8. Sınıf Türkçe Kazanım ve Kavrama Testi 12 Soruları ve Cevapları Çöz
8. Sınıf Türkçe Kazanım ve Kavrama Testi 12 Soruları ve Cevapları Çöz
1) Aşağıdakilerin hangisinde anlatım birinci kişi ağzından yapılmıştır?
A) Güneşin ilk ışıkları pencereden süzülürken uyanır, bütün işlerini öğlen olmadan hallederdi. Güne erken başlamak önemliydi onun için.
B) Tren, yemyeşil bir ormanın içinde ilerliyordu. Uykulu gözlerle etrafına bakındı. Henüz yolun bitmediğini anlayınca uyumaya devam etti.
C) O yıllarda da şimdi olduğu gibi saatlere büyük bir düşkünlüğüm vardı. Masa saatleri, kol saatleri, köstekli saatler… Ulaşabildiğim ne kadar saat varsa alır, saklardım.
D) Kitap okumanın insanın ruhunu dinlendirdiğine inanır, kitaplarla yatıp kitaplarla kalkardı. Yalnızlıktan şikâyet ettiğine hiç kimse şahit olmadı çünkü onun en iyi dostu kitaplardı.
Karatepe Aslantaş Millî Parkı
Karatepe Aslantaş Millî Parkı, 1958 yılında Osmaniye’nin
Kadirli ilçesine 22 kilometre uzaklıkta ve
Ceyhan Nehri’nin kenarında kurulmuştur. Burada
Hititlere ait kale kalıntıları bulunmaktadır.

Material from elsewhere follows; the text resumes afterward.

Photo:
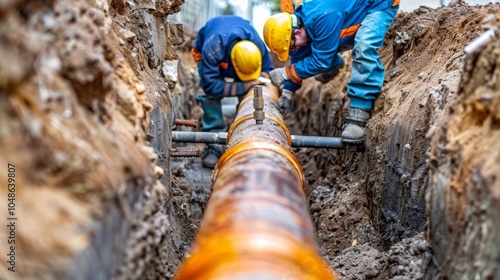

Millî
parkta meşe ve kızılçam ağaçlarıyla karaca, domuz,
tavşan, tilki, turaç, keklik gibi yaban hayvanları
bulunmaktadır. Burası pek çok yerli ve yabancı
turistin sevdiği bir yerdir.
Kuş Cenneti Millî Parkı
Kuş Cenneti Millî Parkı, Balıkesir’deki Manyas
Kuş Gölü’nün kuzeydoğusunda yer alır. Bandırma-
Balıkesir kara yolunun 15. kilometresinden güneye
ayrılan 3 kilometrelik bir yolla Kuş Cenneti’ne ulaşılır.
Buraya ‘‘Kuş Cenneti’’ adını veren kişi, burayı
keşfeden araştırmacı Curt Kosswing’dir. Bu park
küçük karabatak, tepeli pelikan, küçük akbalıkçıl gibi
kuş türlerinin önemli bir üreme alanı olarak da bilinir.
2) Bu metinlerde tanıtılan millî parkların ortak yönü aşağıdakilerden hangisidir?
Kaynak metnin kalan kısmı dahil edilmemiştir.